NHS England has agreed that Greater Manchester’s partners should make their own decisions on how to spend their £450 million transformation fund, which covers more than 2 million people. The new governance structure has both strategic oversight for all matters relating to health and social care services and the accountability to make big, bold decisions that can truly deliver the levels of transformation we are seeking to achieve. We are looking for transformation as well as sustainability. The same is beginning to be true for Birmingham and Solihull STP, for example, which is another STP that is led by a director of social services. The foreword to the STP plan states:
“The STP is an iterative process, and this is the start of a longer transformation journey. It’s not a short term plan—this is for long-term, sustainable change over 5 years and beyond”.

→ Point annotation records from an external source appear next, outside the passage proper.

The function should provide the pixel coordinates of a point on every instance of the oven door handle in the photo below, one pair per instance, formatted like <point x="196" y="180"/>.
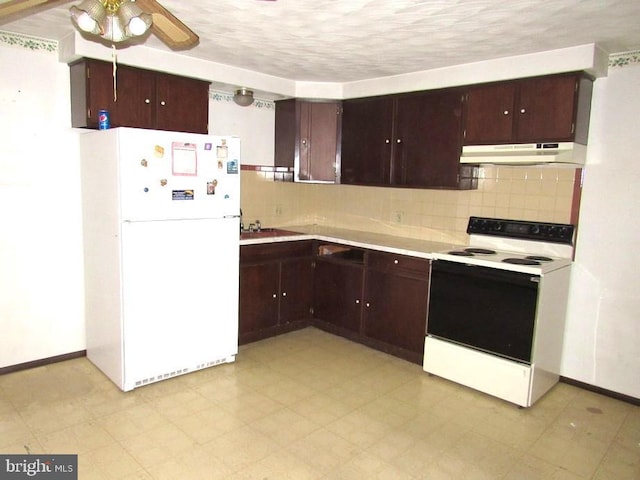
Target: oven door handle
<point x="486" y="273"/>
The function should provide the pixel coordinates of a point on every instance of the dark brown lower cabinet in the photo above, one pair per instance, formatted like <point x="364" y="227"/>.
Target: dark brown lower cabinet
<point x="276" y="288"/>
<point x="396" y="310"/>
<point x="375" y="298"/>
<point x="258" y="297"/>
<point x="338" y="294"/>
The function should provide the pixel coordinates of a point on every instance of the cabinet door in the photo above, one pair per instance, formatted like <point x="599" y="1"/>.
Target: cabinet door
<point x="182" y="104"/>
<point x="427" y="139"/>
<point x="546" y="109"/>
<point x="319" y="140"/>
<point x="489" y="114"/>
<point x="134" y="106"/>
<point x="338" y="294"/>
<point x="91" y="91"/>
<point x="366" y="141"/>
<point x="395" y="310"/>
<point x="296" y="290"/>
<point x="286" y="130"/>
<point x="258" y="297"/>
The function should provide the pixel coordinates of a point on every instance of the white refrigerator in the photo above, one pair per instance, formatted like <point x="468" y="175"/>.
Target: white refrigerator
<point x="161" y="248"/>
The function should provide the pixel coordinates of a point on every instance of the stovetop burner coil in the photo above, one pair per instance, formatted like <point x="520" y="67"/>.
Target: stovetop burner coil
<point x="539" y="258"/>
<point x="521" y="261"/>
<point x="461" y="253"/>
<point x="481" y="251"/>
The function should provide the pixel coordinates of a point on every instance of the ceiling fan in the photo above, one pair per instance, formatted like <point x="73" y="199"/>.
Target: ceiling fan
<point x="116" y="20"/>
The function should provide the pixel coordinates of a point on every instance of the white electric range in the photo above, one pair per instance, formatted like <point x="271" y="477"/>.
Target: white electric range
<point x="497" y="308"/>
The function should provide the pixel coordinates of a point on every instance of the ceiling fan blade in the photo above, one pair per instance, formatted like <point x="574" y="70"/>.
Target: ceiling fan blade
<point x="12" y="7"/>
<point x="167" y="27"/>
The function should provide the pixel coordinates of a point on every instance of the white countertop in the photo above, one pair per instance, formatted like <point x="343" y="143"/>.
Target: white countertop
<point x="373" y="241"/>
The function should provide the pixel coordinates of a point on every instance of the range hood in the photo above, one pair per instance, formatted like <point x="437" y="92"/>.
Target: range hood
<point x="558" y="154"/>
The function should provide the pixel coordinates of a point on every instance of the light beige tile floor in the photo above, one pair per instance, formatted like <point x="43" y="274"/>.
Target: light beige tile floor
<point x="310" y="405"/>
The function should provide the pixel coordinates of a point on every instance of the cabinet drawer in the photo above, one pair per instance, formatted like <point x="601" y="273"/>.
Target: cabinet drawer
<point x="398" y="264"/>
<point x="275" y="251"/>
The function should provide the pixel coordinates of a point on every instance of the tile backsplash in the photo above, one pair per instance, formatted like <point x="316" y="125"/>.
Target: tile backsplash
<point x="523" y="193"/>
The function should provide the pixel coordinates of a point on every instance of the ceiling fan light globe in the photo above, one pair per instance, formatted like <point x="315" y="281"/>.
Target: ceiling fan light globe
<point x="243" y="97"/>
<point x="113" y="29"/>
<point x="138" y="26"/>
<point x="135" y="21"/>
<point x="88" y="16"/>
<point x="86" y="23"/>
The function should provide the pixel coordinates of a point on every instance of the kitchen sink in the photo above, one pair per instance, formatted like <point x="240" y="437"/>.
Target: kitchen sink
<point x="266" y="233"/>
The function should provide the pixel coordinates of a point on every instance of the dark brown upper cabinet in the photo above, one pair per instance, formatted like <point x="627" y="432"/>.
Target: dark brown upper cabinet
<point x="137" y="98"/>
<point x="307" y="139"/>
<point x="542" y="109"/>
<point x="410" y="140"/>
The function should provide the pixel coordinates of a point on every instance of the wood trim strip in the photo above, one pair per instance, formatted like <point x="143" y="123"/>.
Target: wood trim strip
<point x="41" y="362"/>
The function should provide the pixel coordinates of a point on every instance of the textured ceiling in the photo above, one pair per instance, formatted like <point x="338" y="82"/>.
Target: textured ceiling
<point x="348" y="40"/>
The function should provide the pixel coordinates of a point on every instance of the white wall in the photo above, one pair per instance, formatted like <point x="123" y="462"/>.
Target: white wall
<point x="41" y="284"/>
<point x="602" y="341"/>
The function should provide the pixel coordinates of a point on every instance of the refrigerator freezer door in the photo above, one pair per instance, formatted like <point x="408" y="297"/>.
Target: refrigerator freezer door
<point x="180" y="297"/>
<point x="169" y="175"/>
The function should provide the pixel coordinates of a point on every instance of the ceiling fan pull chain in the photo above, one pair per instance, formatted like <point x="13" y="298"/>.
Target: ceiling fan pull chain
<point x="115" y="67"/>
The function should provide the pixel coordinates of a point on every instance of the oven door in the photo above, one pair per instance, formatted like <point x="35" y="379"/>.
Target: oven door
<point x="488" y="309"/>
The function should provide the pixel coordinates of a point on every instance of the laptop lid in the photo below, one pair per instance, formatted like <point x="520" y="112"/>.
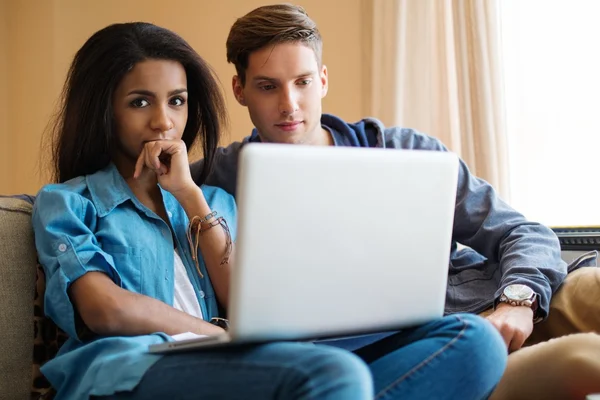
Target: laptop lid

So the STPs, for all the shortcomings that some of them have, are a step in the right direction towards bringing together health and social care at local level. Picking up the point made by the noble Lord, Lord Bichard, I believe that over the next few months we will see a much greater involvement of local users and local people in structuring those STP plans.
There are two important preconditions for the success of this programme. First, too often social care is seen as the poor relation or simply as a means by which we can reduce demand on the NHS. This is to hugely undervalue and undermine the contribution that those working in the service make to the well-being of users, and the importance of social care services in their own right. Any approach to integration that fails to recognise this and instead seeks to draw in social care services just as a means to reduce NHS demand cannot be right. So when we consider how best to bring health and care services together, it is important that local areas fully appreciate the role of social care and the spectrum of services it provides. It would be wholly wrong to see social care solely as a means to reduce A&E admissions or delayed transfers of care from hospital.
Secondly, we need to be careful not to fall into the trap of thinking that better health can be secured just through integrating health and social care services, when in reality the factors that contribute to a person’s health are much more complex and wide-ranging than those within the scope of health and social care alone. The Marmot review and many other commentators since have been clear that health inequalities arise from a complex interaction of many factors—housing, income, education, deprivation, social isolation and disability—all of which are strongly affected by a person’s economic and social status and well-being. Plans to integrate services around people’s needs should consider the wider determinants of poor population health and factor them in.
The five-year forward view sets out a non-partisan strategy for what needs to be done to ensure NHS sustainability and drive improvements in the health and social care system. The STPs are putting that plan into practice. I accept, as I did at the beginning of my speech, that this is taking place against a very tough financial background. Some will argue that it makes it more difficult; I would argue that change will happen only if organisations are forced to change in order to survive. Change is necessary to meet the needs of today’s population in a way that delivers care that is both better and affordable.
I have not given up hope at all on this. The short term does look bleak and I acknowledge the huge pressures on social care—but, for the first time, we have a strategy that is actually being put into practice. It will not deliver all that we need to do in the space of two or three years, or even within the length of the five-year forward view, but if we can show that it works in some parts of the country, we have a much stronger hand to go back to the Treasury and say, “We need some more money to finance these STPs”. But we have to show that it can work at some pace and to some scale.